Nach der Ausschreibung und Submission waren die Kosten im September 2011 dann auf 1,7 Mio gestiegen. Ein Zurück war kaum machbar, war man doch schon mitten drin im Umgestalten und Bauen. "Wie den Unterlagen zu entnehmen ist, war es nach Abzug der Kosten für die Beseitigung von Mängeln und dererlei Dinge, die auch ohne Umbau hätten erfolgen müssen, ein Mehr von 500 000 Euro", so Lokatis. Als Beispiele führte er Heizung und Dach an, die ohnehin neu gemacht werden mussten, und auch die Klimatisierung des Serverraumes. Denn einen solchen hatte die Schule längst.

Fazit der Arbeitsgruppe: Die Gesamtverantwortung für die Kostenexplosion liege bei der Verwaltung in persona des Bürgermeisters, die fachliche beim Bauamt. Und auch das Architektenbüro könne man nicht komplett freisprechen. Denn das neue Brandschutzkonzept, sprich die Schulbaurichtlinien und Verwaltungsvorschrift Schulbetrieb gab es schon. Dass all das greift, geht man an den Bestand, hätte man wissen müssen, heißt es im Bericht.

Bei aller Kritik seien die Fördermittel aber ordnungsgemäß eingesetzt worden, wurde baulich und sicherheitstechnisch Erforderliches umgesetzt. Dabei sei man auf dem Boden der Tatsachen geblieben. Lokatis betonte ausdrücklich, dass man grundsätzlich das positive Anliegen nicht in Frage gestellt wissen wolle. Aber es wurden Fehler gemacht, und daraus sollen Schlussfolgerungen gezogen werden. An die Adresse der Verwaltung sind es sechs: Für alle Baumaßnahmen die Zuständigkeit verbindlich regeln, die Zusammenarbeit zwischen den Fachabteilungen verbessern, die Budgetverantwortung konsequent umsetzen. Verantwortlichkeiten und finanzielle Auswirkungen sind den Stadtverordneten darzustellen ebenso, woher das Geld aus dem Haushalt kommt. Verträge mit Architektenbüros müssen inhaltlich konkret gestaltet werden, die Mitwirkung der Stadtverordnetenversammlung bei Vergaben ist neu zu regeln. Zeitnah sei ein technisches Gebäudemanagement einzuführen. Lokatis: "Die Stadt hat einen Haufen von Objekten. Sie muss zu jeder Zeit auch wissen, wie es um diese steht." Ebenso muss ein Planungsvorlauf geschaffen werden. Denn Bestandsschutz hin und her, irgendwann muss die neue Brandschutzrichtlinie auch in der Rolandschule umgesetzt werden. Auf der Stadtverordnetenversammlung am 12. Juni wird ein Zwischenbericht dazu von der Verwaltung erwartet.

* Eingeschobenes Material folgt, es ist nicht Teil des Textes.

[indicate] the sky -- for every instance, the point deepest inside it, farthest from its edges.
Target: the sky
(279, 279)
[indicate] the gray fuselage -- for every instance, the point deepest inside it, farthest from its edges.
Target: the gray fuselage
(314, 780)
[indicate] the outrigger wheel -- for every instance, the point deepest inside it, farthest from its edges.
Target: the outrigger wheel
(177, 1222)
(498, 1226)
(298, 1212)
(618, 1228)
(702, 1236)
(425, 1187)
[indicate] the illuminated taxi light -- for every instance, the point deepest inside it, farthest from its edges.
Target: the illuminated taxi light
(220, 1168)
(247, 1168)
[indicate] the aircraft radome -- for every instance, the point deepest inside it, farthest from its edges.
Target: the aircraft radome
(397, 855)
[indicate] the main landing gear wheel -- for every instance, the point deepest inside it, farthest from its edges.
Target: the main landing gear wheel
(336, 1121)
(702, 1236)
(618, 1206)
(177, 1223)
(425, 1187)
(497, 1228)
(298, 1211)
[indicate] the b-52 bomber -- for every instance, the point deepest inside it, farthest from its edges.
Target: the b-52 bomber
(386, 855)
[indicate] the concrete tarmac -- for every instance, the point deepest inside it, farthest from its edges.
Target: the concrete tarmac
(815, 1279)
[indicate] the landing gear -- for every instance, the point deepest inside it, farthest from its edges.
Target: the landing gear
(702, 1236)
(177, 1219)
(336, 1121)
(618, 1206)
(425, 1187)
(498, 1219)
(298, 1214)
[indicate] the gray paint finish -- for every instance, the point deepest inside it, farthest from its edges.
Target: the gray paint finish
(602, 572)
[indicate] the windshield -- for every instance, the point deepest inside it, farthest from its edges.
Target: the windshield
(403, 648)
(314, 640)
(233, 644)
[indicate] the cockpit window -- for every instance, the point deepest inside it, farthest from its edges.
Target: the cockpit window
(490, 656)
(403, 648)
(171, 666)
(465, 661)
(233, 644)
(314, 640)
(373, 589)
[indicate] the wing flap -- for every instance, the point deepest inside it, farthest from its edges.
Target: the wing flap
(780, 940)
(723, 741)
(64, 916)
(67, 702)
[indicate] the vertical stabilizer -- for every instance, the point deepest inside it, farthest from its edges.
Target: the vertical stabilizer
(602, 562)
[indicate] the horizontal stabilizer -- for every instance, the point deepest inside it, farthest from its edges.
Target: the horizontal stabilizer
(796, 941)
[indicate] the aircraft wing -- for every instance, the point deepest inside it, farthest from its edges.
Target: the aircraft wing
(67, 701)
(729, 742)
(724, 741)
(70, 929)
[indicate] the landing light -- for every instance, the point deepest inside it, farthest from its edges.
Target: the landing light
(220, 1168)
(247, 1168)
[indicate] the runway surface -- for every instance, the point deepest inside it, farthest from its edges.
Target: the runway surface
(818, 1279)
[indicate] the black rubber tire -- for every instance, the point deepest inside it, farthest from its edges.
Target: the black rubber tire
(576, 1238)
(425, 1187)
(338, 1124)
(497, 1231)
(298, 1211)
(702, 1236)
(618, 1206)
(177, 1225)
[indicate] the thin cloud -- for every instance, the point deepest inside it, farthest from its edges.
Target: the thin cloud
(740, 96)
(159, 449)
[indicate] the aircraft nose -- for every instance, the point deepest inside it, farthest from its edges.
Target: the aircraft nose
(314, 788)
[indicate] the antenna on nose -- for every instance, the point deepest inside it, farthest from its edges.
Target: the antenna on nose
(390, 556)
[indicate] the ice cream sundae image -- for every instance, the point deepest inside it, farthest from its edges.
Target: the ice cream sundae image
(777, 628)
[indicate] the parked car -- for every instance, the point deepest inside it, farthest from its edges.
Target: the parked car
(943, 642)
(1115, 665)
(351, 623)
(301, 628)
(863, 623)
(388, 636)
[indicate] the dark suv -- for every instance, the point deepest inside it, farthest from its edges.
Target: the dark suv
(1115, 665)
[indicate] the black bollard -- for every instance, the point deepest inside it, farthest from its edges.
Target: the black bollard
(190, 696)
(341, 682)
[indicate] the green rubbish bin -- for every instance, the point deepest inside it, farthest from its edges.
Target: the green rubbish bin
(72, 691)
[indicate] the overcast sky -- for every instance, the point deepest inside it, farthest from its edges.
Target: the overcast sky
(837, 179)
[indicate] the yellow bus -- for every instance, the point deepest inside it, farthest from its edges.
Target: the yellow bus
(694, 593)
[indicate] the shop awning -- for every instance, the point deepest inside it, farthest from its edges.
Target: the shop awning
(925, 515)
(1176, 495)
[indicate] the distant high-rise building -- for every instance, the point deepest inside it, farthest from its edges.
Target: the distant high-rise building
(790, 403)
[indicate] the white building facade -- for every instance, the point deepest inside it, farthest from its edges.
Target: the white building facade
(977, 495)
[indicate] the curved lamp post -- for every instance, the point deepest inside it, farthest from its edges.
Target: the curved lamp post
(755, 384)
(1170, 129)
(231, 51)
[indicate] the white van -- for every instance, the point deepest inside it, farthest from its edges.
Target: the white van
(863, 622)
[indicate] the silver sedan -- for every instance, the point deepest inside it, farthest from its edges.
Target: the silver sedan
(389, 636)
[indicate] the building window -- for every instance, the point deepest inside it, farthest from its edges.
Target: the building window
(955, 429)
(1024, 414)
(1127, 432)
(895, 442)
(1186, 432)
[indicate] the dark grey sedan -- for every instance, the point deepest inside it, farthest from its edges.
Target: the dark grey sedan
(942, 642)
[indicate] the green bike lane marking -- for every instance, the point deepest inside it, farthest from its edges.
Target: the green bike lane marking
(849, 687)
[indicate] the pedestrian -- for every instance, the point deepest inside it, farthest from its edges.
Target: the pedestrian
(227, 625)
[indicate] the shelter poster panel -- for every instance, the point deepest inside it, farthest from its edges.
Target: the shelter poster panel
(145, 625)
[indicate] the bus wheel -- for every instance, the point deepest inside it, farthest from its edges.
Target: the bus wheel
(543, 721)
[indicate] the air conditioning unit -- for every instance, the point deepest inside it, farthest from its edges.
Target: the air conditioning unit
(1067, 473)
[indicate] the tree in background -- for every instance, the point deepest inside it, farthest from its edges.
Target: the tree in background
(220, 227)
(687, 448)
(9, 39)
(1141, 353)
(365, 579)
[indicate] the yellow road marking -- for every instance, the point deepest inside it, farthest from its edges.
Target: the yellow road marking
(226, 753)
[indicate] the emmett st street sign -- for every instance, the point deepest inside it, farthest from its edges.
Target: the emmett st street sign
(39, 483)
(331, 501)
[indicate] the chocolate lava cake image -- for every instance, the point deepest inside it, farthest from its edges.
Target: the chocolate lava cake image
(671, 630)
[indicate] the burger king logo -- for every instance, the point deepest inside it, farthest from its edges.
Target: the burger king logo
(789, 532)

Aber auch die Stadtverordneten müssen Farbe bekennen. Keine Beschlüsse mehr ohne klare Festlegung der Finanzierung. Die Abgeordneten seien ebenso in der Pflicht, sich rechtzeitig konkrete Informationen bei der Stadt einzufordern. Die Möglichkeit bestehe. Und: "Die Stadtverordneten sollten sich entscheiden, ob sie in der Sache abstimmen oder dem öffentlichen Druck nachgeben."